Pembukaan kegiatan dengan tema “Meneguhkan Khittah serta Peran Santri dan Pemuda dalam Menebar Pesan Perdamaian dan Menangkal Narasi Kekerasan di Era Millenial” diawali dengan menyanyikan lagu Indonesia Raya dan Yahlal Wathon, dilanjutkan sambutan oleh Bupati Bojonegoro yang diwakili Bapak Yayan Nur Rahman.
Ada sekitar 200 peserta yang mengikuti webinar nasional tersebut. Ketua PP ISNU, Dr Ali Masykur Musa menuturkan banyak hal, terutama mengenai program jangka panjang 2045 (Indonesia emas). Dimana PP ISNU turut andil dalam merumuskan draf naskah akademik arah kompetensi pendidikan generasi 2045 Badan Standar Nasional Pendidikan (BSNP), Oktober 2020.
“PP ISNU dalam draft ini merumuskan spiritual-kompetensi-ketuhanan dan kompetensi kewarganegaraan,” tuturnya.

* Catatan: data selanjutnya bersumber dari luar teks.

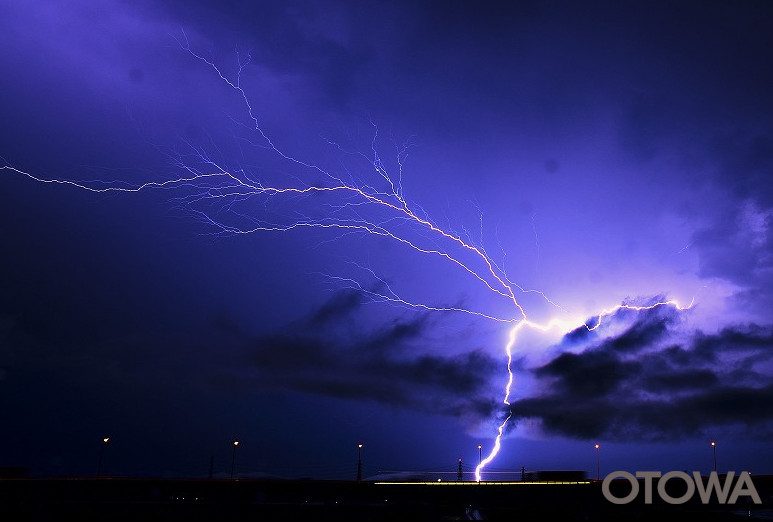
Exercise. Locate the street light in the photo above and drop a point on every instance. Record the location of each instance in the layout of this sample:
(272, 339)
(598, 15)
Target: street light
(359, 462)
(233, 458)
(101, 453)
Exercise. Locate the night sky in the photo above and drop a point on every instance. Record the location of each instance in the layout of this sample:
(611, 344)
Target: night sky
(581, 154)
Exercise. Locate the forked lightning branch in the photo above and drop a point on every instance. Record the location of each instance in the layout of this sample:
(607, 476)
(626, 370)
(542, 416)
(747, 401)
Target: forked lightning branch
(210, 190)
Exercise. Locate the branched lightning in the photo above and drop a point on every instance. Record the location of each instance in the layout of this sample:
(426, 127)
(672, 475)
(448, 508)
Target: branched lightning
(350, 208)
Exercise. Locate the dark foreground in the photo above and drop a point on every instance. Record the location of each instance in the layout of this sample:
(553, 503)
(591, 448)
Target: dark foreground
(138, 500)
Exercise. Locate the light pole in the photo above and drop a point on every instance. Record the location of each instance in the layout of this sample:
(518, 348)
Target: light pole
(359, 462)
(101, 454)
(233, 458)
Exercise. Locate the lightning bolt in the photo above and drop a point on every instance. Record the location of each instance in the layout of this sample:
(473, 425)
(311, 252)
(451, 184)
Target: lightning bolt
(218, 195)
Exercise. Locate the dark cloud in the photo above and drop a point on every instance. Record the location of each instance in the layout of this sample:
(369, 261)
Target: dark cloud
(657, 392)
(392, 364)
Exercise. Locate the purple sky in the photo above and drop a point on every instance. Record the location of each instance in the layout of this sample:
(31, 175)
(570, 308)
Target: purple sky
(596, 153)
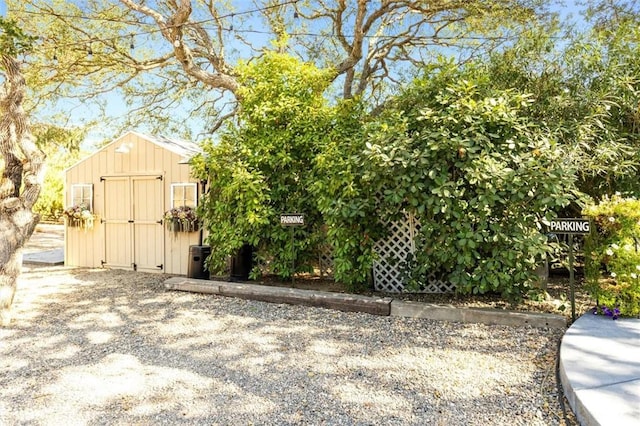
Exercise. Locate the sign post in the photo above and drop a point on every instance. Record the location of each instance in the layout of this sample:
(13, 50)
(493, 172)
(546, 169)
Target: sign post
(571, 226)
(292, 220)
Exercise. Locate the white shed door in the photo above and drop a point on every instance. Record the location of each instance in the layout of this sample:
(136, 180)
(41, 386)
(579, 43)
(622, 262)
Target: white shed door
(134, 237)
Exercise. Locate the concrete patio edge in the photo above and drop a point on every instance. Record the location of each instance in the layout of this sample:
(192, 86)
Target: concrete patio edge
(356, 303)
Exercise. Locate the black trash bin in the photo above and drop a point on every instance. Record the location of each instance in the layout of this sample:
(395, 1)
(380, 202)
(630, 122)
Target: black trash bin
(241, 263)
(197, 257)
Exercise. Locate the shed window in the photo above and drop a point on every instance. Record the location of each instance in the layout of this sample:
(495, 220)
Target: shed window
(184, 194)
(82, 194)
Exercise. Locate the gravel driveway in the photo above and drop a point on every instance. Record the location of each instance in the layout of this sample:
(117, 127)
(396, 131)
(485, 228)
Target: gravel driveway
(113, 347)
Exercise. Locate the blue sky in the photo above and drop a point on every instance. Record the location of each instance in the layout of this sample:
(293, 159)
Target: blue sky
(115, 103)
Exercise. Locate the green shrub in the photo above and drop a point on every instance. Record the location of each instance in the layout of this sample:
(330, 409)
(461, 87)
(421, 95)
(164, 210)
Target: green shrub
(612, 257)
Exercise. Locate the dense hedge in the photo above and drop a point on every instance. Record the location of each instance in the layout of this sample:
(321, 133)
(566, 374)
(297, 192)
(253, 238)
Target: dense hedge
(612, 257)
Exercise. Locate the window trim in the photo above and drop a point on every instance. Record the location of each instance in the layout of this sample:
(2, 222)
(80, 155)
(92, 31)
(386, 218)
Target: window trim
(82, 187)
(184, 185)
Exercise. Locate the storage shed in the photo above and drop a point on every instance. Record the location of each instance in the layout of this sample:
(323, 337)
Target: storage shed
(125, 189)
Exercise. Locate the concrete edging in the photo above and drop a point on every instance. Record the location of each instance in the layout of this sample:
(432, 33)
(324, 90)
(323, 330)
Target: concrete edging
(357, 303)
(473, 315)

Dia menambahkan, kompetensi ini penting karena baik santri ataupun pemuda nantinya yang akan membawa arah Negara Indonesia. “NU dan masyarakatnya juga harus mempunyai kemandirian ekonomi sehingga tidak mudah menjadi objek,” tambahnya.
Sementara itu ketua PW ISNU Jawa Timur, menjelaskan terkait konsep wasathiyah (moderat) yang menjadi ciri khas NU, harus dikedepankan oleh generasi muda dan santri.
“Menguasai teknologi sangat penting di era milenial karena pesan-pesan perdamaian bisa disebarluaskan melalui teknologi guna mengimbangi narasi-narasi kekerasan,” jelasnya.
Ketua PC ISNU Bojonegoro menuturkan, terdapat dua akar narasi kekerasan, yang pertama adalah persepsi. Pasalnya pikiran, perkataan dan perbuatan berasal dari persepsi. Jika persepsi keliru, maka yang muncul dari pikiran, perkataan dan perbuatan adalah negatif.
“Banyak yang tidak bisa membedakan antara opini dan fakta. Oleh karena itu, dalam istilah sufi perlu dikedepankan Shihah al-Uqul (akal sehat) dalam memandang sesuatu,” ucapnya.
Sedangkan yang kedua adalah nafsu. Sebab semua pikiran, perkataan, maupun perbuatan yang negatif, seperti menghujat, menjegal dan lainnya bersumber dari nafsu. Oleh karena itu perlu yang disebut dalam tradisi spiritual sufistik dengan taharah al-qulub (pembersihan hati).
“Sehingga dua hal tersebut shihhah al-uqul (akal sehat) dan taharah al-qulub merupakan tradisi spiritual yang perlu dilestarikan. Atau melengkapi dari narasumber sebelumnya (kemandirian ekonomi, kemandirian intelektual, kemandirian gerakan), maka ditambah dengan kemandirian spiritual,” pungkasnya.